Every major corporation gets lots of subsidies from the government and few actually deliver what they promised in exchange. But yeah, yet another hyped up product by Musk today fails to live up to the promises. In this case it's because the sats still need to communicate directly with the grind station instead of being able to bounce signals between them. That was the original promise and it's still far from becoming reality.

[–] NotMyOldRedditName@lemmy.world 2 points 9 months ago* (last edited 9 months ago)

Failed to live up to their promise? The whole point of these specific subsidies is to be at X in year 2025. The FCC said, nah, you aren't going to make it there by 2025 (in 2022), so we won't give you the money to make it there by 2025.

It's impossible to ever know now if that promise could or could not be met if they don't meet it as the money was part of that promise.
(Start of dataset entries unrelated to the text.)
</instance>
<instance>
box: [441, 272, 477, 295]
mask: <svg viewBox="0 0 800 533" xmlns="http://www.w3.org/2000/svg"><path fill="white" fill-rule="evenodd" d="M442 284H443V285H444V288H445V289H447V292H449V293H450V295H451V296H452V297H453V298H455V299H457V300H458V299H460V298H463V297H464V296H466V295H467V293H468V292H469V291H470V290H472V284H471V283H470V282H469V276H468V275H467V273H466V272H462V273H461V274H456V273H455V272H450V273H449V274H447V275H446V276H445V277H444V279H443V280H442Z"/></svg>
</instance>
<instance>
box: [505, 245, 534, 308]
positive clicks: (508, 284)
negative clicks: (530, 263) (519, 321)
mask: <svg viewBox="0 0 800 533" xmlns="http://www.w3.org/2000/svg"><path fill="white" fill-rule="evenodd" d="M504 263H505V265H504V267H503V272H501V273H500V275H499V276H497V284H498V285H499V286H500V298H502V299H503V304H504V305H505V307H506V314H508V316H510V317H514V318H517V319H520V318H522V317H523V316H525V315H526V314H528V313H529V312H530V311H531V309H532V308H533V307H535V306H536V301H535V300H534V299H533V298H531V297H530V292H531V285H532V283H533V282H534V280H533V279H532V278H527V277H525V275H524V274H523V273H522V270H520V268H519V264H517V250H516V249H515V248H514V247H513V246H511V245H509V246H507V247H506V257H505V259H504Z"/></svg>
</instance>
If they make it there in 2025 in spite of not getting the money, then we'll know the FCC decision was complete BS

Edit: For reference, SpaceX has almost doubled their 2022 starlink launches (33 vs 60+ (still a couple weeks left, might be 62-63?)). Each launch of the new v2 mini satellites is about 40% more bandwidth than their previous launch (less satellites but 4x bandwidth). And this pace is only going to increase. I think they're aiming for 140+ launches (not starlink specific) in 2024.